Les philosophes à qui je m’adresse ne sont point de ces optimistes du matétrialisme qui ne conçoivent d’autre bonheur que celui que la terre peut donner : ces ames élevées ont connu le poids de la vie, et on voit même qu’elles ont jeté plus d’un sombre regard sur la condition de l’humanité. Quel remède nous proposent-elles ? La résignation. La résignation dans le fatalisme, la résignation sans Dieu et sans avenir, je dis que cela est impossible, je dis que cela est insensé. L’auteur de Faust aussi nous invite à nous résigner au nom de la fatalité absolue. « La plupart des hommes, dit-il avec sa dédaigneuse et amère sérénité, attendent pour se résigner au jour le jour que l’espérance de la veille soit évanouie. Ils mettent leur résignation en petite monnaie. Le vrai philosophe se résigne une fois pour toutes. » Vaines et cruelles paroles ! Ah ! sans doute, quand on a reçu en partage le génie et la force, quand on remplit l’Europe du bruit de sa renommée, quand les honneurs, les hommages, la richesse, la considération, tous les biens de la nature et de la société accourent vers vous, quand surtout à une intelligence immense on associe un cœur égoïste et froid, il est facile alors de se résigner ; mais convier à cette résignation fantastique le pauvre mineur enseveli sous terre, le paysan courbé sur le sillon, l’innocent que frappe la société abusée, l’homme de génie méconnu, le vieillard qui ne trouve au terme d’une carrière bien remplie que la misère et la faim, n’est-ce point une dérision impie ? Et sans parler de ces extrêmes douleurs, chacun de nous, si favorisé qu’il puisse être par la nature ou le hasard de la naissance, ne ressent-il pas, s’il porte un cœur d’homme, tous les maux attachés à l’humanité ? N’est-il pas pauvre, orphelin, persécuté, dans la personne de tous ceux qu’on persécute, qu’on abandonne et qui souffrent ? Soyez même le plus égoïste à la fois et le plus favorisé des hommes, vous êtes un homme pourtant, c’est-à-dire un animal plus malheureux que tous les autres, s’il doit mourir tout entier, puisqu’il est le seul qui pense à la mort.

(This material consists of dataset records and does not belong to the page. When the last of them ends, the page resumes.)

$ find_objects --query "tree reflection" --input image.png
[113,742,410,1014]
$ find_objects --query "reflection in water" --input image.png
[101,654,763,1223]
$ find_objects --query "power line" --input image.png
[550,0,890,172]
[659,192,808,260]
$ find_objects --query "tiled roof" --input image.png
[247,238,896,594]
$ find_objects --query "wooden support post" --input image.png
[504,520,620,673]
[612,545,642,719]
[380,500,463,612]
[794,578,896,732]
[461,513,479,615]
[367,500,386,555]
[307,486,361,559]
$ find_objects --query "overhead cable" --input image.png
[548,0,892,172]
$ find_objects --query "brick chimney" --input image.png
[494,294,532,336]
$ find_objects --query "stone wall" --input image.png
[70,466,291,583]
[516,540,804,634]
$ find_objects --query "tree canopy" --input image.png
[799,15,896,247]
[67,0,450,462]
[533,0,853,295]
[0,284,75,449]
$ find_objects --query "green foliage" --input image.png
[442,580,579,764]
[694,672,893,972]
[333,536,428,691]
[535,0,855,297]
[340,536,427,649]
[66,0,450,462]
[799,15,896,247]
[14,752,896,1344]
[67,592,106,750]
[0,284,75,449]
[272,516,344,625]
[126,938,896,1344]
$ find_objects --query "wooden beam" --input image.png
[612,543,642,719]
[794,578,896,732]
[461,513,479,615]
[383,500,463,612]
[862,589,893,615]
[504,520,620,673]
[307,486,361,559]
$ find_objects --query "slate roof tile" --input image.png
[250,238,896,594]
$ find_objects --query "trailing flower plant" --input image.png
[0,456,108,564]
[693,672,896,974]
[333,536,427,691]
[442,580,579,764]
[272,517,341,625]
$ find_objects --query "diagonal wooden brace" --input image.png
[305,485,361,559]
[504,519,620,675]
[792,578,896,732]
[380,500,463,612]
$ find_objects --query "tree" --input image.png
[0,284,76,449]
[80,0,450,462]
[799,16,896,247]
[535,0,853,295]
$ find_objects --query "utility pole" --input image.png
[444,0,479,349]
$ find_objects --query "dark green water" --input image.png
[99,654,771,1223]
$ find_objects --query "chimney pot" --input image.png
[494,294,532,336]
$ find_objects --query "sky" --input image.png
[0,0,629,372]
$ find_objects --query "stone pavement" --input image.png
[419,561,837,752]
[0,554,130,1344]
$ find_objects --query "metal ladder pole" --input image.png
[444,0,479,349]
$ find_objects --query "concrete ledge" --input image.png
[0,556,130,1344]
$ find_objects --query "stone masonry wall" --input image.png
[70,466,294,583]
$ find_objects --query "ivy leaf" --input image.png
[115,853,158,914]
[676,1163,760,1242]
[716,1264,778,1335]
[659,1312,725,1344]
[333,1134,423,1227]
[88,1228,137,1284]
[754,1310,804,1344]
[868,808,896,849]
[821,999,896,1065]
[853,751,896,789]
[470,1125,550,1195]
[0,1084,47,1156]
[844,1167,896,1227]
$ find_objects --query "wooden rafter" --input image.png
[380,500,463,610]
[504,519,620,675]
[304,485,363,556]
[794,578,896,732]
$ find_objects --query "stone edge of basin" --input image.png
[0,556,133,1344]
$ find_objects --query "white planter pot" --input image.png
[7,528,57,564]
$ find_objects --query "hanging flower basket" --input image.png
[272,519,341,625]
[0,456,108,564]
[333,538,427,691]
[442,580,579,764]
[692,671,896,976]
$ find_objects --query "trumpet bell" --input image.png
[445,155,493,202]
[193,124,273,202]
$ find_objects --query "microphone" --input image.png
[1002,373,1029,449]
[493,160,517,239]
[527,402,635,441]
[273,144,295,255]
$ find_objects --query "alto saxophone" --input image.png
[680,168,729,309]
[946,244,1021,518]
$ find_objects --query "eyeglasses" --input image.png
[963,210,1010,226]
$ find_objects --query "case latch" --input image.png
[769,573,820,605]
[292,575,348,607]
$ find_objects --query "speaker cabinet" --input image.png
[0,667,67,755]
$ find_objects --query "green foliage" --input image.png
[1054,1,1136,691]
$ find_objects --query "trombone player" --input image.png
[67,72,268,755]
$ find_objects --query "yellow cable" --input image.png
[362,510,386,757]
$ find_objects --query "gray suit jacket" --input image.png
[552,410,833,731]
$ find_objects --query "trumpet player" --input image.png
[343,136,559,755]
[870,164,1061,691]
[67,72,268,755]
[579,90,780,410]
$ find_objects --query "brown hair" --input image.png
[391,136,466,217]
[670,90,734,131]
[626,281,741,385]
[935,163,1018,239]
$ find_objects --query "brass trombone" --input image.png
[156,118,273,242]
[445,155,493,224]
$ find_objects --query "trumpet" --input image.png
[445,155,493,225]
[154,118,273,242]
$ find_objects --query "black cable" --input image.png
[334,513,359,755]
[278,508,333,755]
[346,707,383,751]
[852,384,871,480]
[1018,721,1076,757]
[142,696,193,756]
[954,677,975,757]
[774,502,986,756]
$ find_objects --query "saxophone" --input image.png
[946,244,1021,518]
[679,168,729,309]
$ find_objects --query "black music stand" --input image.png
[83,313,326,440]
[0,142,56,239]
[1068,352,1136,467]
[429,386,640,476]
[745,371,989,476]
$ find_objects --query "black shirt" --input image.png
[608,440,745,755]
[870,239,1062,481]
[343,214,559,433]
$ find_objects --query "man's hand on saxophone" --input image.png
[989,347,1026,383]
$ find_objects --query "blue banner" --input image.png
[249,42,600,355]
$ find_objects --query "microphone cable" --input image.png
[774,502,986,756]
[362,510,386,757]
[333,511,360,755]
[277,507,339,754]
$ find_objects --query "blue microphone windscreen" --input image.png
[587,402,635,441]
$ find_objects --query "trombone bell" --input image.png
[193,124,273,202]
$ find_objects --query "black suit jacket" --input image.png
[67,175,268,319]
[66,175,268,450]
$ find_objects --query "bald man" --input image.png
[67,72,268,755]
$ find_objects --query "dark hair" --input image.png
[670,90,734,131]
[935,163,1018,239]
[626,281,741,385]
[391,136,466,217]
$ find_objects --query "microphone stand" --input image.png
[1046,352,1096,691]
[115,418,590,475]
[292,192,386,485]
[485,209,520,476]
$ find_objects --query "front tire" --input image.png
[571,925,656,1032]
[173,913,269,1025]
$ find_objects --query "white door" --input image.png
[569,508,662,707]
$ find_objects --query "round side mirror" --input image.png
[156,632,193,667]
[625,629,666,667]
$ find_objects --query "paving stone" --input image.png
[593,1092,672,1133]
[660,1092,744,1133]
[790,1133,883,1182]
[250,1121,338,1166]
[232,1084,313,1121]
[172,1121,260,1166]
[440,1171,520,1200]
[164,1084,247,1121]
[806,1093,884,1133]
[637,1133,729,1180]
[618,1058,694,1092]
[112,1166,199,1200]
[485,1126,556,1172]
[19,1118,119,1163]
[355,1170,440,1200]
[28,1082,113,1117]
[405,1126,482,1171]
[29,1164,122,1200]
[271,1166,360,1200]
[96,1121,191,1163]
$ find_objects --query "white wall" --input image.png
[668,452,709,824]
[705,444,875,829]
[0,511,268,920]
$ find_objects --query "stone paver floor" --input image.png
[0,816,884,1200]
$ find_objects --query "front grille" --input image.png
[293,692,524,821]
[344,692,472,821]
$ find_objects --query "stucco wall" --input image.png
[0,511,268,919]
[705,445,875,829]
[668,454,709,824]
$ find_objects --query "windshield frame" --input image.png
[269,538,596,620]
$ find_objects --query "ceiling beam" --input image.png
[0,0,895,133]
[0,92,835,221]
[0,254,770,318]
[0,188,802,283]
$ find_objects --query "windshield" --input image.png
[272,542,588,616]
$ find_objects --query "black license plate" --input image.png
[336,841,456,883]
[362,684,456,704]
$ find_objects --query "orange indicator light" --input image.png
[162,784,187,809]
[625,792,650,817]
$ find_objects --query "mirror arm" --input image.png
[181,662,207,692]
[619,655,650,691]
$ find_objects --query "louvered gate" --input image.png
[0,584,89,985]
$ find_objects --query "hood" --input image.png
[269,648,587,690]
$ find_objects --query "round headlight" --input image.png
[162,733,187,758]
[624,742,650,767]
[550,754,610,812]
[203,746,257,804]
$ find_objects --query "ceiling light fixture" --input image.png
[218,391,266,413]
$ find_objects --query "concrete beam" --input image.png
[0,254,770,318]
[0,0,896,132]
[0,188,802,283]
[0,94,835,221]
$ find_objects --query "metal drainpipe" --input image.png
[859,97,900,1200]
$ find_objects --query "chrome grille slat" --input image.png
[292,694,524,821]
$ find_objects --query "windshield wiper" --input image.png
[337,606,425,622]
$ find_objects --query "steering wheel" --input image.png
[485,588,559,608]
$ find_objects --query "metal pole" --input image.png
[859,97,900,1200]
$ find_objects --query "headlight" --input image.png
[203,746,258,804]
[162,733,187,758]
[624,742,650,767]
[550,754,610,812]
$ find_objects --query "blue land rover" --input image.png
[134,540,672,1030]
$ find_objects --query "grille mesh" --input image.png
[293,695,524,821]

C’est, dites-vous, la nature des choses. Je réponds que vous faites la nature des choses absurde. Vous lui faites construire un être pensant qui se pose nécessairement un problème, et qui est dans l’impuissance absolue de le résoudre, un être à qui son organisation impose de chercher sans cesse ce qu’elle lui interdit de trouver jamais. Qu’est-ce donc que l’homme ? dira Pascal. — Un chaos, une chimère, un monstre incompréhensible.